Why My 7-Year-Old Is An Atheist (And Why I'm Okay With That)
LatestAre you there God? It’s me, Carolyn.
I was raised Catholic, and like most people my age who were raised Catholic I no longer attend church on Sundays. We’re “recovering Catholics.” That’s what so many of us call ourselves. We’re still disgusted with the Church for the way it covered up the sex abuse perpetrated against my generation and roll our eyes at the Church’s stance on things like abortion, gay marriage and women’s rights. And yet, like so many of my generation, my Catholic upbringing formed so much of who I am and was such a huge part of my young life, I find it difficult to entirely eschew that part of my identity.
When asked if we’re religious, we say, automatically, “I was raised Catholic.” Everybody knows what that means: I no longer believe the way that I once did, but being raised Catholic is like having been in ‘nam. It’s something that never leaves you, no matter how hard you try. Those memories of old men blowing incense in your face while wearing gold dresses and touching little boys on the side are hard to shake. The stained glass windows, the sound of the organ, sitting in the wooden pews, standing, kneeling. It never really goes away. It’s inside you somewhere. The sacred heart of Jesus, the Christmas play, Mary. The Eucharist. It’s all there, inside you. But not the crucifix. Because Jesus that thing is gross.
And yet – in spite of the way I feel about Vatican doctrine and the ridiculousness of single, out-of-touch old men trying to tell young women what to do with their bodies and how to make marriage work, I don’t begrudge having been raised Catholic. I learned a lot about being a Good Person from the things I heard in church, even though the priest espousing the Gospel to us was later defrocked (disrobed? stripped of his position?) for improper touch. I wanted to be a Good Person, not just because only Good People go to Heaven. I just liked the idea. The meek shall inherit the Earth. It sounded right. Somehow all this shit I’m swallowing now, it’s gonna pay off later.
I’m pretty much agnostic now (sometimes believing more strongly, other times thinking the concept of God is kind of a joke), but I value the way the idea of God has gotten me through the rough patches. And that has been the payoff. Somehow this notion that there is a giant man in the sky with long hair and a big robe who will hug you from heaven if you need it and carry you on the beach when you’ve had one too many wine coolers to walk without falling down and getting sand all up in your bikini has been very comforting to me. The image of Jesus but as God but totally as a bro (a homeboy, if you will), there’s something righteous about it, if you know what I mean.
But the way I imagine God has changed over the years – He’s gone from being a person, a man, to being more of a Thing, a notion. Goodness. The Oneness of the Universe.
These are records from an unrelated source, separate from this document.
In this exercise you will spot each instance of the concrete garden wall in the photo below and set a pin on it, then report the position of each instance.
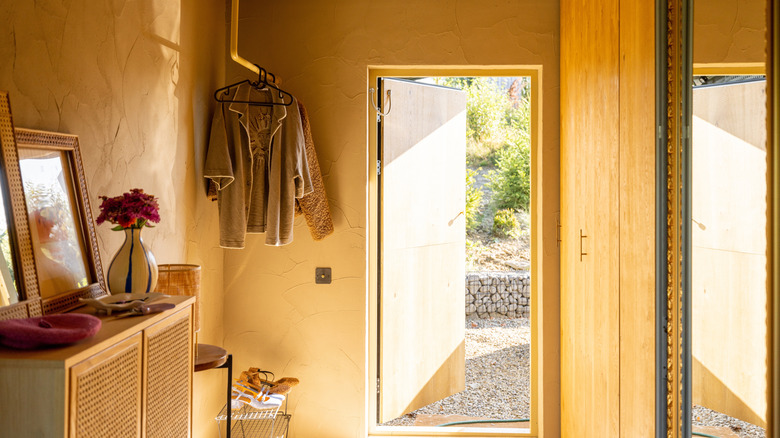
(498, 294)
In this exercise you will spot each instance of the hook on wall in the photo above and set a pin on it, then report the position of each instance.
(374, 104)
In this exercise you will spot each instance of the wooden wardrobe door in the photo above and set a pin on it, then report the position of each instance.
(590, 355)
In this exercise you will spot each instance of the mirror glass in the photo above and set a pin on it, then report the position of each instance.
(8, 288)
(60, 254)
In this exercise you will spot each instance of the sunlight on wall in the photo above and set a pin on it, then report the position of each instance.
(133, 79)
(276, 318)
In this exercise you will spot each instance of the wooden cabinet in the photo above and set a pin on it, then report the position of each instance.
(608, 218)
(105, 392)
(132, 379)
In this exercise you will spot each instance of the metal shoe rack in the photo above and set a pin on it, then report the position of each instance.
(248, 422)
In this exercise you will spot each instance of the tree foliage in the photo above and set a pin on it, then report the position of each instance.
(473, 200)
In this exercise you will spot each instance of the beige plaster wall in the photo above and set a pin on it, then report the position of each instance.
(133, 79)
(729, 31)
(729, 250)
(275, 316)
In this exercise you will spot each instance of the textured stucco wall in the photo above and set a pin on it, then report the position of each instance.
(275, 316)
(133, 80)
(729, 31)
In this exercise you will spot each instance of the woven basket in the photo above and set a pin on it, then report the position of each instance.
(181, 280)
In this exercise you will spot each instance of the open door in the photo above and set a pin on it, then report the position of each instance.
(422, 247)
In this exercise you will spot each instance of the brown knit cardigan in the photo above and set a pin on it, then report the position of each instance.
(314, 206)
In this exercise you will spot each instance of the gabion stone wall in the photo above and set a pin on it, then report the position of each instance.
(498, 294)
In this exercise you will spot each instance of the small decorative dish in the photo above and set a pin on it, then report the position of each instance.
(48, 331)
(121, 302)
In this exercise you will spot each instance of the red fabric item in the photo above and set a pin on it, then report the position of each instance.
(44, 331)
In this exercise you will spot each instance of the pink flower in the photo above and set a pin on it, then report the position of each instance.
(134, 209)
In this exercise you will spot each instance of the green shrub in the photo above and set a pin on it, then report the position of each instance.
(492, 117)
(473, 201)
(505, 223)
(511, 181)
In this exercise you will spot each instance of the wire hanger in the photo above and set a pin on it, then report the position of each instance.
(262, 73)
(223, 94)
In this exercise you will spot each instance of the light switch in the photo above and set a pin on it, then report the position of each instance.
(322, 275)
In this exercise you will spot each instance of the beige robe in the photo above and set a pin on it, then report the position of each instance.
(257, 160)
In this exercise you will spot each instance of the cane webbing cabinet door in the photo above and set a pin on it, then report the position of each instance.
(105, 395)
(169, 365)
(132, 379)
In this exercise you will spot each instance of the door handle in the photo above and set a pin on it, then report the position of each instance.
(582, 236)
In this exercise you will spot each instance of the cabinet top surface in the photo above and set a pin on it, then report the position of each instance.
(113, 330)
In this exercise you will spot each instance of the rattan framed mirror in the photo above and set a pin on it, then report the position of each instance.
(19, 295)
(62, 228)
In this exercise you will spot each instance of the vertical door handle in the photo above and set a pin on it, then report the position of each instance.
(582, 236)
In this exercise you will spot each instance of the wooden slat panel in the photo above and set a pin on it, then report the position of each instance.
(422, 355)
(589, 202)
(637, 218)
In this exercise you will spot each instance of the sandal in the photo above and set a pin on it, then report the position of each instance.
(259, 400)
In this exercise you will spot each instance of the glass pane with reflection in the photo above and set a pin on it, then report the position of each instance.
(8, 290)
(60, 255)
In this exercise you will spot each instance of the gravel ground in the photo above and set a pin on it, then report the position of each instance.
(707, 417)
(498, 380)
(498, 374)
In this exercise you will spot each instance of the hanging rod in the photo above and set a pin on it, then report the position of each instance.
(234, 40)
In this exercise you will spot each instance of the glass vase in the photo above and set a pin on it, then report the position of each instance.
(133, 269)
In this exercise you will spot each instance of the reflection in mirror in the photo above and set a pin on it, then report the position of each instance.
(48, 188)
(8, 288)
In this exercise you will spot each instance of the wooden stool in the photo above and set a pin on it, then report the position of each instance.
(212, 357)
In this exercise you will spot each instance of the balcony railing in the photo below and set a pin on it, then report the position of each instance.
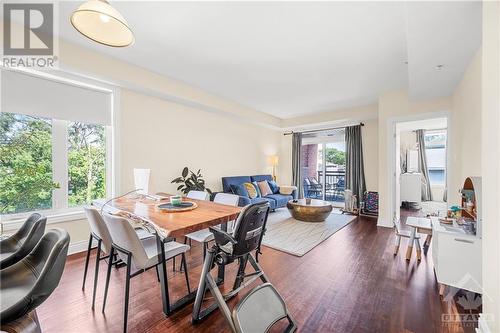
(334, 186)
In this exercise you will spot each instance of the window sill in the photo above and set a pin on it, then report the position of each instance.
(52, 218)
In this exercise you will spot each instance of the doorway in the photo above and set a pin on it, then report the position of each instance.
(421, 168)
(323, 166)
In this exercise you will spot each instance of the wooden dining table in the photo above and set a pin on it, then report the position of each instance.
(170, 225)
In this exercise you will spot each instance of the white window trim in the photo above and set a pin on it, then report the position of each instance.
(60, 212)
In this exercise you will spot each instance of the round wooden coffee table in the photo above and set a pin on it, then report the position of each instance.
(309, 210)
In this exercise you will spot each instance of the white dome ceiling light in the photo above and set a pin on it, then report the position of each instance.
(100, 22)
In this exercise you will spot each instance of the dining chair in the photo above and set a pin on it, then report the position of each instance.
(205, 235)
(30, 281)
(20, 244)
(139, 255)
(100, 233)
(402, 233)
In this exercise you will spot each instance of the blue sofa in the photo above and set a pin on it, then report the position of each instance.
(275, 200)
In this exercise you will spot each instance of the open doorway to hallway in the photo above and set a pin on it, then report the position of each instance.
(323, 166)
(421, 168)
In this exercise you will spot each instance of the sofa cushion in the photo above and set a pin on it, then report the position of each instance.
(274, 187)
(264, 188)
(259, 178)
(237, 180)
(257, 189)
(272, 203)
(239, 190)
(252, 191)
(280, 199)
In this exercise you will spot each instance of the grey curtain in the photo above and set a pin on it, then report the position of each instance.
(296, 156)
(422, 166)
(355, 171)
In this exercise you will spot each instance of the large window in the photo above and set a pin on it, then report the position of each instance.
(55, 149)
(31, 175)
(25, 163)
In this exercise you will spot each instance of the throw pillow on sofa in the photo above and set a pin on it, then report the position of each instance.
(264, 188)
(239, 190)
(252, 192)
(257, 189)
(273, 186)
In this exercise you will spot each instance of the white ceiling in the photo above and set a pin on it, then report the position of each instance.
(295, 58)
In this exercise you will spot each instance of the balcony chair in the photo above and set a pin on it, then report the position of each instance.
(204, 236)
(138, 254)
(263, 306)
(30, 281)
(100, 233)
(20, 244)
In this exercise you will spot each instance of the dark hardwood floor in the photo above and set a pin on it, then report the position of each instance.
(352, 282)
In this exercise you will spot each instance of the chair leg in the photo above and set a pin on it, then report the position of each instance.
(185, 272)
(396, 244)
(96, 274)
(127, 291)
(205, 246)
(108, 274)
(419, 250)
(87, 262)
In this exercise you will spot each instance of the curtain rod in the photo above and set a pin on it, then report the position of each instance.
(321, 130)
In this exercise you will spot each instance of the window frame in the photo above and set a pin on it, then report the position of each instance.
(61, 211)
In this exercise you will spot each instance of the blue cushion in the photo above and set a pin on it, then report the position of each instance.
(239, 190)
(280, 199)
(259, 178)
(272, 203)
(273, 186)
(257, 189)
(238, 180)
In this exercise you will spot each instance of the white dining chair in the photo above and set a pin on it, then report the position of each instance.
(100, 233)
(204, 236)
(138, 254)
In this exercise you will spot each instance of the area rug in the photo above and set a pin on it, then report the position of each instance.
(284, 233)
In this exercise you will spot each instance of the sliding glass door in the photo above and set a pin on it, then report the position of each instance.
(323, 166)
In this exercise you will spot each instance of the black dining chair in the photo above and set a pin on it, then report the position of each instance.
(29, 282)
(20, 244)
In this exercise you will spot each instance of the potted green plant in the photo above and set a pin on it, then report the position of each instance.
(190, 181)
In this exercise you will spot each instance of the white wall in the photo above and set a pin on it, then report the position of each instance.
(491, 164)
(466, 121)
(166, 137)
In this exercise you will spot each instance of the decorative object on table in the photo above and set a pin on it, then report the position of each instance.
(183, 207)
(273, 161)
(190, 181)
(454, 212)
(176, 200)
(369, 205)
(309, 210)
(100, 22)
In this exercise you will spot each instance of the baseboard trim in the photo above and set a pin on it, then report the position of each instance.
(482, 325)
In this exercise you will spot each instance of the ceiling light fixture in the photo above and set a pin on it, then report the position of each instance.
(99, 21)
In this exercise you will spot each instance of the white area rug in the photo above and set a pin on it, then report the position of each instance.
(284, 233)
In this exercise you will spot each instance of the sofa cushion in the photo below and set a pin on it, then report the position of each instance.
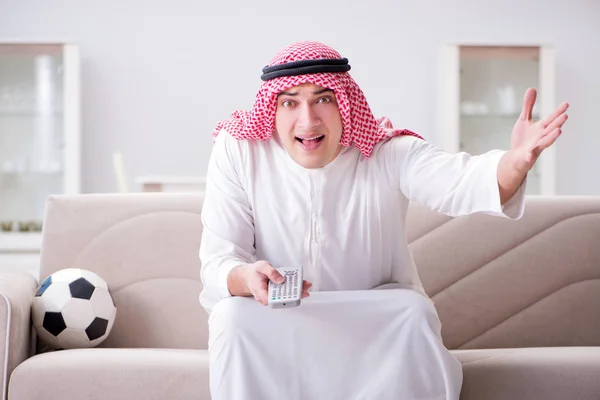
(114, 374)
(551, 373)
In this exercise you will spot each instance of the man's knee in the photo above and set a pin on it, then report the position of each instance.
(417, 307)
(230, 317)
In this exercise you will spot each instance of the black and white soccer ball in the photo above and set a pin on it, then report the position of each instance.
(73, 308)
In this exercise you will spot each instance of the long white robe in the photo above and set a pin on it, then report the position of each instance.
(345, 225)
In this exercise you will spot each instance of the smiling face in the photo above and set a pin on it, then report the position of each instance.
(309, 124)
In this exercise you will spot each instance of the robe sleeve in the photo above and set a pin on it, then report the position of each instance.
(227, 221)
(452, 184)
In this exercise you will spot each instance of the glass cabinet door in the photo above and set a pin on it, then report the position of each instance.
(484, 91)
(38, 106)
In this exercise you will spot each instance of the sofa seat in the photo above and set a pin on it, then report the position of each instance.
(551, 373)
(86, 374)
(99, 373)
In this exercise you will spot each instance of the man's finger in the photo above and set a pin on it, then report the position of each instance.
(262, 293)
(548, 140)
(528, 102)
(558, 123)
(271, 273)
(555, 114)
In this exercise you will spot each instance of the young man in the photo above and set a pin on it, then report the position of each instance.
(310, 178)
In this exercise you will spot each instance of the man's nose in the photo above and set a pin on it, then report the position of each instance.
(308, 119)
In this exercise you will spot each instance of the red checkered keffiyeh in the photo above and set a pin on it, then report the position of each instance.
(359, 125)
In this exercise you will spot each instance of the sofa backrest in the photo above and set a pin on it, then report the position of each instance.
(495, 282)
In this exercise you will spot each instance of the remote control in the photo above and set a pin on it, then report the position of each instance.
(289, 293)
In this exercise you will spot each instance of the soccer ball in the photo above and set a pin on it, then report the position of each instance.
(73, 308)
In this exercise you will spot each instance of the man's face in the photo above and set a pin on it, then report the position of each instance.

With something female in there. The energy that keeps the whole thing afloat. God as I know it now when I know it is kind of a cocktail made from a shot of Buddhism, a shot of feminist activism and a splash of ginger ale (because that, my friends, is something you can always count on).
My daughter, on the other hand, at the ripe old age of 7, is convinced that there is no God. Not even a god. Yup, my kid’s an atheist. And she pretty much has been since she was 5.
It’s not for lack of exposure to God or god or even gods and spirituality, because she has attended Church and church and a UU “church” and it has made no impact. We’ve prayed together. I talk about God sometimes, in a good way. When I asked her recently why she doesn’t believe in God she told me, succinctly, “Because I know too much about science!”
And there you have it – an evangelical’s worst nightmare. Science trumps God. My daughter is like a mini-Darwin who had a spiritual awakening before she was old enough to stop having potty accidents. And she was able to do so not because she was indoctrinated by the Church of the Holy Dissected Frog, but because she wasn’t fully indoctrinated by the Father, Son and Holy Ghost. Because the idea that a man lives in the sky who can see everything you do hasn’t been pounded into her head since birth, she thinks the whole concept is just silly.